22 July 2018

Sunday (Not) in the Garden

It rained most of today so I didn't get out in the garden as planned. Yesterday, I pulled the snap peas as they had just about reached their end and I needed a spot to relocate the utterly unhappy chard. Things have not going well at all for the chard, trapped as they have been in the sprawl of Brussels sprouts. This is my first year growing sprouts and I was not sure what to expect so I did not allocate enough space for them and they've taken over, nearly smothering the chard. They are at least growing the way they're supposed to, I think, and mini cabbages are slowly forming along the stalks.


Anyway, the chard have been dug up, replanted, fertilized, and watered. Hopefully all will go well with them from now on and I will soon be inundated with chard ... but not too soon as it's begun to appear in my weekly CSA share and there's a definite limit to just how much chard I can cope with before I make some regrettable smoothies. The limit is two. Two bunches in one week. More than that and I get a little chard crazy.

The cucumbers are in fine fiddle and are, I think, trying to put me to shame. Or actively going to war against me. "Oh, you human, you poopooed us. Dismissed us as weak and doomed to fail and yet here we are burying you in the fruits of our vines." At the moment, my crisper drawer is 70% cucumber and I have resorted to making pitchers of posh cucumber-lemon spa water.

Speaking of things I can't keep a handle on, the basil have bolted and are covered in beautiful white flowers. I feel I should be a bit cross with myself for not reining them in when I could, but they look so lovely in bloom and the bees love it. Who am I to thwart the happiness of bees?


19 July 2018

Not-Too-Creamy Coleslaw

Late last week, Dad texted me to say he'd finally made up his mind about what he'd like for Father's Day. Yes, I know Father's Day was in June and you're all scratching your heads about why I'm talking about Father's Day picnics now. Well, Dad's birthday is the week before FD so we move one or the other so he still gets two separate, special days. The same happens with Mom's birthday and Mother's Day. Anyway, he wanted to come up for a picnic of burgers and salads. Easy enough, I thought, but which salads would he like? Oh, any kind. Whatever I liked. Cook's choice.
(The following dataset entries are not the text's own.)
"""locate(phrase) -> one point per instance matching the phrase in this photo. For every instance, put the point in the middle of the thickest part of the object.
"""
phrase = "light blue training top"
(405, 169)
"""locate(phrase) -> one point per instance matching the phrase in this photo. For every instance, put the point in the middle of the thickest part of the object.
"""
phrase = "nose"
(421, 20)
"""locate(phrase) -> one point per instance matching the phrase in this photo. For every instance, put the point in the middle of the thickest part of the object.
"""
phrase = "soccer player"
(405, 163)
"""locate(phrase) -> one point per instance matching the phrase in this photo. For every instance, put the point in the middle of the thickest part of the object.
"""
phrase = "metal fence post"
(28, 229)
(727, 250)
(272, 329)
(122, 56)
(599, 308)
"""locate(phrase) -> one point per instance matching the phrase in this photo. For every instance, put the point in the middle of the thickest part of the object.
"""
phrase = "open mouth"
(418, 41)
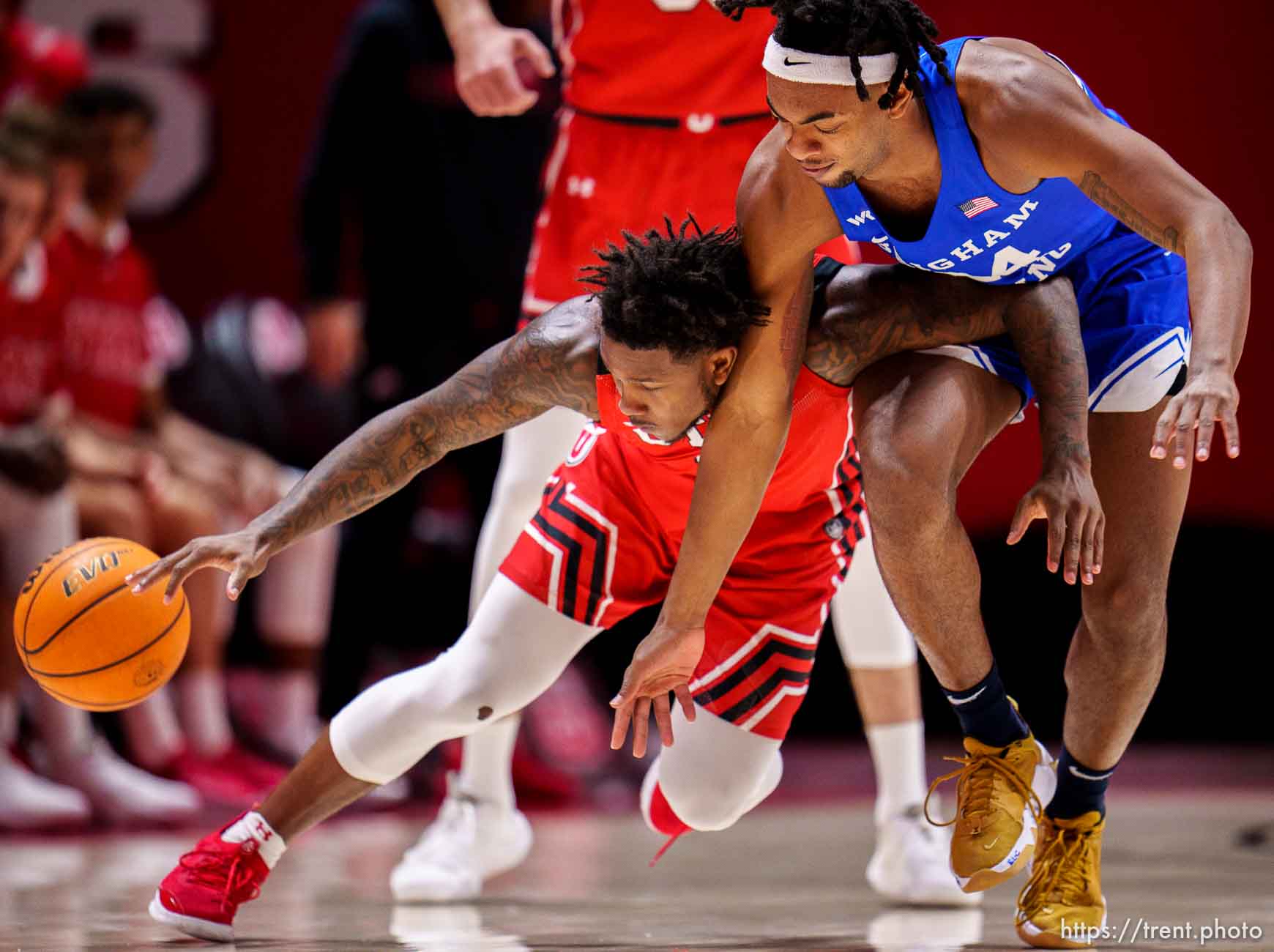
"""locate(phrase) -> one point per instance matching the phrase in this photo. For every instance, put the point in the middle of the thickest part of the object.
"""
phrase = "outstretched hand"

So. I made potato salad, bean salad, and coleslaw. Unlike potato and bean salad, while I've eaten a lot of slaw in my life, I don't have a lot of experience making it. When I do, I usually fiddle with Mom's recipe until I have something that seems about right ...


Not-too-creamy coleslaw

Yield: 8

Ingredients

  • 14-oz bag coleslaw mix
  • ½ cup chopped red bell pepper
  • 2 scallions, chopped
  • ½ cup mayonnaise
  • 2 Tbsp white vinegar
  • ½ Tbsp white sugar
  • ½ tsp celery seed
  • ½ tsp dried dill
  • ¼ tsp ground black pepper
  • ½ tsp sea salt

Instructions

  1. In a large bowl, combine coleslaw mix, bell pepper, and scallion.
  2. In a smaller bowl, whisk together remaining ingredients.
  3. Pour mayonnaise mixture over coleslaw mix and stir until combine.
  4. Cover and refrigerate overnight. Adjust seasonings as desired before serving.
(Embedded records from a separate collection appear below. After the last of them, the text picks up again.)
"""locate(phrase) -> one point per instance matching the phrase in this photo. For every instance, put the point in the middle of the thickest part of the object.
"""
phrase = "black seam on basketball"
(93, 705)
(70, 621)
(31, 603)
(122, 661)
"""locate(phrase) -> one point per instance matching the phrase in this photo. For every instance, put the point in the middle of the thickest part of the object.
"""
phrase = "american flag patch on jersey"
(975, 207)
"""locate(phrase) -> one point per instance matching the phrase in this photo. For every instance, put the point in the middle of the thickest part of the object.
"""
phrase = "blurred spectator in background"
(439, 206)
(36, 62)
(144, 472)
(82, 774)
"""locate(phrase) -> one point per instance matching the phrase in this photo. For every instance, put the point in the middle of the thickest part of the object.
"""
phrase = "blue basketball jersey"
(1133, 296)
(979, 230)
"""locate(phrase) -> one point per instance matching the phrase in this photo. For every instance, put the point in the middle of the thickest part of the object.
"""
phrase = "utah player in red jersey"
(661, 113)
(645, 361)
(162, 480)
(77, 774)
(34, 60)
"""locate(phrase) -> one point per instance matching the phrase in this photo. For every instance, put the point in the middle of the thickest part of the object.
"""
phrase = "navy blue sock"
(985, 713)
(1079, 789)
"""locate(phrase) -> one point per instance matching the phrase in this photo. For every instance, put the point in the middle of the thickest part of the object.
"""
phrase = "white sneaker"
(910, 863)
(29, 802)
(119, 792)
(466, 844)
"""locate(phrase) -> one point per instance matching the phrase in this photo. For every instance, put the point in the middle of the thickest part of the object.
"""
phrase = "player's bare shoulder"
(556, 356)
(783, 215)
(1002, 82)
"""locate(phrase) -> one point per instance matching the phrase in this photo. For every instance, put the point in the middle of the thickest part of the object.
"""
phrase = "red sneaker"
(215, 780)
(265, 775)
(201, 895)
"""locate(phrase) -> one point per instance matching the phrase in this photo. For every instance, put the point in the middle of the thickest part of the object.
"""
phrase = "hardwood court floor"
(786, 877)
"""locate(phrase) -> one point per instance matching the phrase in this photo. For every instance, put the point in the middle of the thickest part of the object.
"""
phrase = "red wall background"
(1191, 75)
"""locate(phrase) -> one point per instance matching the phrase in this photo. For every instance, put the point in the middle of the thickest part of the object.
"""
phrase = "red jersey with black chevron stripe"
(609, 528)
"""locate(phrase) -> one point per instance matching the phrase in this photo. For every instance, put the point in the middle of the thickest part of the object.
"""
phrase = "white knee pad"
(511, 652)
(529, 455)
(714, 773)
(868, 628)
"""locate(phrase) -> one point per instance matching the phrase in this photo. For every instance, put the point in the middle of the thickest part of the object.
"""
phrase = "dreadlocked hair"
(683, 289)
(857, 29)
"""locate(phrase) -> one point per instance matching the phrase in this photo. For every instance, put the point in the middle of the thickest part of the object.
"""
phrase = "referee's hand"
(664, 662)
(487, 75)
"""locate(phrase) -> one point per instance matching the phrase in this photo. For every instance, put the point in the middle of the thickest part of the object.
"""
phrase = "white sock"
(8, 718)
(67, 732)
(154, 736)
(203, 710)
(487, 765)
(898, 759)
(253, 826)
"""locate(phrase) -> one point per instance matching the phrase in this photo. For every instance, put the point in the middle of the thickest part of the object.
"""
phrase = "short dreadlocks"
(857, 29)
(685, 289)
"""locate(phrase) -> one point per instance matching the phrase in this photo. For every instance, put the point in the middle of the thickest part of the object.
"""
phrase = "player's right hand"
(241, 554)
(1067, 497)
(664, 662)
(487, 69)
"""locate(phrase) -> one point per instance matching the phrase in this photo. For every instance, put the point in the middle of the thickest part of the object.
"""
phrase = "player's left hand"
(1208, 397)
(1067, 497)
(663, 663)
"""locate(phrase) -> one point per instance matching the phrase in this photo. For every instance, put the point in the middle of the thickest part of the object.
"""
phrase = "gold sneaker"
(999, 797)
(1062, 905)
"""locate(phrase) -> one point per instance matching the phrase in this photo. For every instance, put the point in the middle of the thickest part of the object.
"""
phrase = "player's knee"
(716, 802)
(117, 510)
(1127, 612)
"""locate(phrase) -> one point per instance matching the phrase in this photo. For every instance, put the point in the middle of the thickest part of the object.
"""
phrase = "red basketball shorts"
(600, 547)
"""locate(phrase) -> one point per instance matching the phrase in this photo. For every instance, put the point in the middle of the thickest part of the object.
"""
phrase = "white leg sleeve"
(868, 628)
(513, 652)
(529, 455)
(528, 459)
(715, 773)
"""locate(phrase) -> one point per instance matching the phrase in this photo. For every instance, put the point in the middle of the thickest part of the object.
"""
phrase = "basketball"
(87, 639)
Everyone (Dad most importantly) seemed to like this coleslaw. It was very colorful with good flavor -- tangy and herby, with just the right amount of creaminess and crunch. While we initially ate it as a side dish, it later made a very good burger topping.

15 July 2018

Sunday in the Garden

This week the flower garden is looking particularly good. Flowers are blooming all through the garden, and the colors are charming. Below is a picture of one of my favorite, Geranium "Rozanne," which I have planted in large swaths along the front of the house. Rozanne blooms unflaggingly June through September, always spreading but never sprawling, and just about the time the flowers stop in the fall, the leaves tint a lovely bronzy red. Also, pollinators love it.


Speaking of plants pollinators love, the butterfly weed is also doing well this summer. My mother gave me an envelope of dried butterfly weed seed pods a few years ago and I scattered the seeds in the narrow strip of soil between the garage and the front path lat that fall, not really expecting much, but figuring it couldn't do any harm. Every spring since, a plant has sprung up ... only to succumb to a terrible aphid infestation. Except this year. This year, everything is good. I am suspicious of my luck and have my spray bottle of insecticidal soap on hand, just in case.


Many of the drumstick allium I planted in 2014 have somehow migrated to the opposite end of the garden (I blame ambitious, excavating chipmunks), but are doing so well in their new home I am not inclined to move them back. Also, I am lazy.

I'm not overly keen on ornamental alliums, but drumstick alliums with their egg-shaped green and burgundy umbels are simply fetching. Mine are just on the edge of blooming, but will still be handsome even when overblown and blowsy from the the August sun.